NewsLocal News

Actions

Partial building collapse in Downtown Buffalo at Genesee and North Oak Street

building collapse 2.jpg
Posted at 11:16 AM, Jul 02, 2021
and last updated 2021-07-06 17:19:22-04

BUFFALO, N.Y. (WKBW) — A building at Genesee and North Oak Street in Buffalo partially collapsed Friday morning.

Buffalo Fire Commissioner William Renaldo said the call came in around 10:45 a.m. for a three-story commercial building collapse. He said the building is on the preservation list and was under renovation to be restored to its original condition but the cause of the collapse is unknown as of now. According to one of the developers they were in the process of filing to become a protected building.

Officials said it appears the building was vacant and there are no reports of any injuries. Traffic was diverted for four to five hours before the area was safe to drive through. Four to five workers in one-story building next door were evacuated safely.

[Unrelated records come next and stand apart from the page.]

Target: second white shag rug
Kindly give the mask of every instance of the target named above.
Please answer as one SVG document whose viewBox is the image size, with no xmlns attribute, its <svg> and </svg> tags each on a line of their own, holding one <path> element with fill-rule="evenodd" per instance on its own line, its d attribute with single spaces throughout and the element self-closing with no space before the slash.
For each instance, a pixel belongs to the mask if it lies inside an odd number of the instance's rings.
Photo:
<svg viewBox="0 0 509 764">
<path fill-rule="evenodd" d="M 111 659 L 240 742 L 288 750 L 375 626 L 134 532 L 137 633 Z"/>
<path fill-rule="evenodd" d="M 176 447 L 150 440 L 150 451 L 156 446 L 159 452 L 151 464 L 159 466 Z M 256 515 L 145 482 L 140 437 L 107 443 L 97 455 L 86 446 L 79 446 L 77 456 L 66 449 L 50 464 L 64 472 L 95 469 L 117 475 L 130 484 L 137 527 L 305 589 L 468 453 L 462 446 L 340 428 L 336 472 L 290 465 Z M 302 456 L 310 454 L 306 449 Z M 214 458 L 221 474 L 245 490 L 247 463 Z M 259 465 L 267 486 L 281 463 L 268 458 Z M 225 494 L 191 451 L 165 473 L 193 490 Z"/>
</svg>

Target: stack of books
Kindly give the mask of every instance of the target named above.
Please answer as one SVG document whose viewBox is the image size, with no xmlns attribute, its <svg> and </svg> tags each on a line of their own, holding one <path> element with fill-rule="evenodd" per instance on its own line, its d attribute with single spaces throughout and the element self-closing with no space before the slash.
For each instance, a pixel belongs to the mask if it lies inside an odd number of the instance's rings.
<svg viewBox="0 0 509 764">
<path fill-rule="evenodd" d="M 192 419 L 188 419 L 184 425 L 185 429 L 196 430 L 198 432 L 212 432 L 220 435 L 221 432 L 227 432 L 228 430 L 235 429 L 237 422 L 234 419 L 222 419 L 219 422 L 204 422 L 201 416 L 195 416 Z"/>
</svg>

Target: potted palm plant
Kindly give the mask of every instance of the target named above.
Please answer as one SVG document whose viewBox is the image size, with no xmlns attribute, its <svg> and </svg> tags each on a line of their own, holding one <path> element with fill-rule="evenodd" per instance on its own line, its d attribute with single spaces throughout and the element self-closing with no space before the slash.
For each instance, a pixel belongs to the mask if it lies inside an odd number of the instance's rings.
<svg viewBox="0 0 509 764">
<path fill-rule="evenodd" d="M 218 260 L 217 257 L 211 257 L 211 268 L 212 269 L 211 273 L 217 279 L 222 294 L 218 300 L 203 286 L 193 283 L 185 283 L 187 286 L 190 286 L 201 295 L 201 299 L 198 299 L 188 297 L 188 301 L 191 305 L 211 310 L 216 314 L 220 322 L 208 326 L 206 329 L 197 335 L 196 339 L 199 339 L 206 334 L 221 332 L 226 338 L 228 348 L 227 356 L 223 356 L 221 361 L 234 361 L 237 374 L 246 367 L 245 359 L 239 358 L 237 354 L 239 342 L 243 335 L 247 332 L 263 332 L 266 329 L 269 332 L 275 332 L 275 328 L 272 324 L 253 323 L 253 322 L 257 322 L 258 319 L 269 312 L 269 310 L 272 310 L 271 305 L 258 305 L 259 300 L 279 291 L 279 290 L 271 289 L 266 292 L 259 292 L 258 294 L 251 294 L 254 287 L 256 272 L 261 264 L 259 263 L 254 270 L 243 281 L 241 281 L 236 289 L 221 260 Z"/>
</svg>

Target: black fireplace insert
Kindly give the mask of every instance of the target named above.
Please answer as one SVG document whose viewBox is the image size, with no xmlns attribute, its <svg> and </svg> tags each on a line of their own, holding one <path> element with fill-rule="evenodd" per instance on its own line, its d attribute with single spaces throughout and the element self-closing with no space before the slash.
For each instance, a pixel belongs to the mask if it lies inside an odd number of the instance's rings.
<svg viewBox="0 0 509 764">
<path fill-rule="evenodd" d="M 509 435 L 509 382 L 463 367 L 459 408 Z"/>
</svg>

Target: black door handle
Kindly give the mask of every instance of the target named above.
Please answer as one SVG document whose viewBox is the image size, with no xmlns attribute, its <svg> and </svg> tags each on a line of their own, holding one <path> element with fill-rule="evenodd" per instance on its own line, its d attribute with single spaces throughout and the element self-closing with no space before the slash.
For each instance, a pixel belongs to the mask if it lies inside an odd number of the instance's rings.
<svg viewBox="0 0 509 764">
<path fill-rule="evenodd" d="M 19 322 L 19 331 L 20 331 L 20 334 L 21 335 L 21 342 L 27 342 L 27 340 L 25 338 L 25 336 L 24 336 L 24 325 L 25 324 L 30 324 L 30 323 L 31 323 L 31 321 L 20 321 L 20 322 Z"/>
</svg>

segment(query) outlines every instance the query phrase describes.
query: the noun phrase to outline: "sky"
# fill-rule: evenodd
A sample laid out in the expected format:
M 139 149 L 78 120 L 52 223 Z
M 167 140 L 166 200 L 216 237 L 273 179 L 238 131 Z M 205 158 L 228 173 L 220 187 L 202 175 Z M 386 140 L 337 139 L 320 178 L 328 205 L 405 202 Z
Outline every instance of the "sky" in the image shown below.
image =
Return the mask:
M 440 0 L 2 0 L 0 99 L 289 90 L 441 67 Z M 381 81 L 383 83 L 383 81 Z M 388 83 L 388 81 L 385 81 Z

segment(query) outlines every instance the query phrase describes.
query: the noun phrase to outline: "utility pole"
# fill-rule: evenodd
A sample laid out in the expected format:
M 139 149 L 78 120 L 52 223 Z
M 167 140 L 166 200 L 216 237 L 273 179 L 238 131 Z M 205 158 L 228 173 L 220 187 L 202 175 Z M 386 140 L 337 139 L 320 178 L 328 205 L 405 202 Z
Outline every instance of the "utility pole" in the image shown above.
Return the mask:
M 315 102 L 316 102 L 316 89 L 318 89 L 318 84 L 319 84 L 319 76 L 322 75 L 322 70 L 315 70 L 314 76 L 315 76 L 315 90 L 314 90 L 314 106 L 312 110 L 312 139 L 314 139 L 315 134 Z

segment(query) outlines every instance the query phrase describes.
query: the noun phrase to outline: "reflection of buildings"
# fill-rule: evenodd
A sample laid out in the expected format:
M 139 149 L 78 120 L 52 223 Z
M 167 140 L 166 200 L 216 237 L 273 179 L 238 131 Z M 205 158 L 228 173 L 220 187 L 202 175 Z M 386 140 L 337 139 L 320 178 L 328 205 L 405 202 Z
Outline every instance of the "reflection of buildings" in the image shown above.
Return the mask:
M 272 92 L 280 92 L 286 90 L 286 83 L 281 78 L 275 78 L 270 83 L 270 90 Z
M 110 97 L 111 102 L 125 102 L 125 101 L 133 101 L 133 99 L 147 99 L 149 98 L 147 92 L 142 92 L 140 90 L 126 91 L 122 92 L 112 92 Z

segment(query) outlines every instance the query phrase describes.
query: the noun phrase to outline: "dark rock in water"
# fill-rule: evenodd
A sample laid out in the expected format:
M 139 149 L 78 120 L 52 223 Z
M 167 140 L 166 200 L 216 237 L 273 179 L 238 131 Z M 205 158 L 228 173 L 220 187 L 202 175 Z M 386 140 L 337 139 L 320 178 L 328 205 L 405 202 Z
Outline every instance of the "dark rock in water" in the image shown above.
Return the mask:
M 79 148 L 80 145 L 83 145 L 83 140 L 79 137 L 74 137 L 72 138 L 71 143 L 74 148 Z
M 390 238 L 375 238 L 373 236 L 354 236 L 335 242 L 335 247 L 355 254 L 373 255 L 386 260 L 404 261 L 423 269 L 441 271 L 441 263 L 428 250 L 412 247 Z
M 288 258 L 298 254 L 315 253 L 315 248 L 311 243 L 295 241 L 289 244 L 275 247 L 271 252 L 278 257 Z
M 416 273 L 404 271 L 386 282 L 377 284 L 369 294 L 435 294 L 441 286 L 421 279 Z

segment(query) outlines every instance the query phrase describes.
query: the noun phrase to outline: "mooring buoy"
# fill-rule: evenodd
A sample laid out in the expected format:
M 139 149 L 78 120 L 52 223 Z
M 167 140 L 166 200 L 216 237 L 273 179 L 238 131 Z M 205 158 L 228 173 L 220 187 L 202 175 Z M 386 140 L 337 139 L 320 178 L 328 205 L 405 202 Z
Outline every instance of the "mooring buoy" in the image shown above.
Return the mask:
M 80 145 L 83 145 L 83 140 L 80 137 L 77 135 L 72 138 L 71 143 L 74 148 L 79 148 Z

Crews began a partial tear down in the afternoon to remove what had already collapsed, Renaldo said this will be the front portion and all three floors. An engineer will determine if the rest of the building is structurally sound. If it is not structurally sound the whole building will come down.

“I’m a fan of keeping these historic buildings around, but at some point they become unsafe and the best thing to do is to take them down," Renaldo said.

A building in the same area, at 435 Ellicott Street, partially collapsed in December 2019 and authorities ordered an emergency demolition. Renaldo said he believes the buildings are connected somewhat, they may have been under the same ownership at some point and code enforcement, city engineers and structural engineers will be taking a closer look.

Ellicott District Councilmember and Buffalo Common Council President Darius Pridgen called for an investigation into the owner following the 2019 partial collapse of 435 Ellicott Street.

An agreement was reached between the city and the owner in December 2019 to transfer ownership to a different owner.

The building was originally built as a flour mill by the George Urban family in the late 19th century.

Preservation Buffalo Niagara was working with the current owner of the building to help get historic building tax credits.